Here comes the findings:
From the upgrade logs. I could see the information below:
+ runuser -G vsplog vspvm -- ./.backup -d /tmp/tmp.TVChbD9920/upgrade-backup/vm-data/ServicesVM/services_vm
+ /opt/avaya/vsp/util/logger.py -t -f /opt/avaya/vsp/backup/scripts/log-vm.conf
ERROR: Failed to SSH to Services-VM at 10.82.8.19
Cdom cannot setup ssh connection with the public key authentication ( no password connection ). The security logs on SVM did not show successfull login with vspadmin account.
Then I opened the SSH debug and do the test from cdom to SVM by su – vspvm ; ssh vspadmin@SVM_IP, and I could see cdom sent the DSA encrypted data to SVM but SVM cannot response with correct answer. And then Cdom will use the password authentication as the secondary authentication method. And during the backup, the session will hang and wait the password input and after timeout, the backup failed.
The DSA looks okay on both Cdom and SVM per I checked, but not quite sure the private key doesn’t work during that time.

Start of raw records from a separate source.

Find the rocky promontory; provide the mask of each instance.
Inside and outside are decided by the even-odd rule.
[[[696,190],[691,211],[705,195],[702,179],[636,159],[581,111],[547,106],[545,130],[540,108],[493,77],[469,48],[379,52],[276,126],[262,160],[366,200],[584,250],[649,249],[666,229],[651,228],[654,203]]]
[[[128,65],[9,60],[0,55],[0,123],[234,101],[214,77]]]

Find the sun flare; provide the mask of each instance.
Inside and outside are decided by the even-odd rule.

Regenerate a RSA with 1024bits key for vspvm (cdom account) and appended the id_rsa.pub to the SVM authorized_keys (vspadmin account). After that, the backup could be done accordingly.
Login vspvm by su - vspvm
Generate the RSA keys by ssh-keygen, copy the content under ~/.ssh/id_rsa.pub to ServicesVM vspadmin account ~/.ssh/authorized_keys
After the adding, please try to ssh from cdom to SVM by su - vspvm;ssh vspadmin@[SVMIP]
This is just a W.A.
Next time before you upgrade VSP to 6.3.8, please follow the official PSN to upgrade the serviceVM first and after upgrade VSP 6.3.8 and apply the sanity patch accordingly.

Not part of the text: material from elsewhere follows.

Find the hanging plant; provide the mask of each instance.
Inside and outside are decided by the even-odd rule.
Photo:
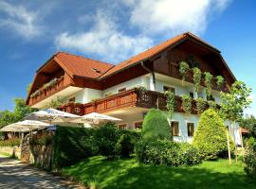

And BP opened another ticket for the other server upgrade failed. I found after patching, I cannot get access to the SVM by ssh using any account. And after failover, I checked the logs and found the error below:
pam_open_session() permission denied
That error could be caused by several reason. After checking the system, I found the /var/log/btmp file corrupted. I move the old file to btmp.bak and created a new one with permission 600. After that, the restore procedure could be proceeded successfully.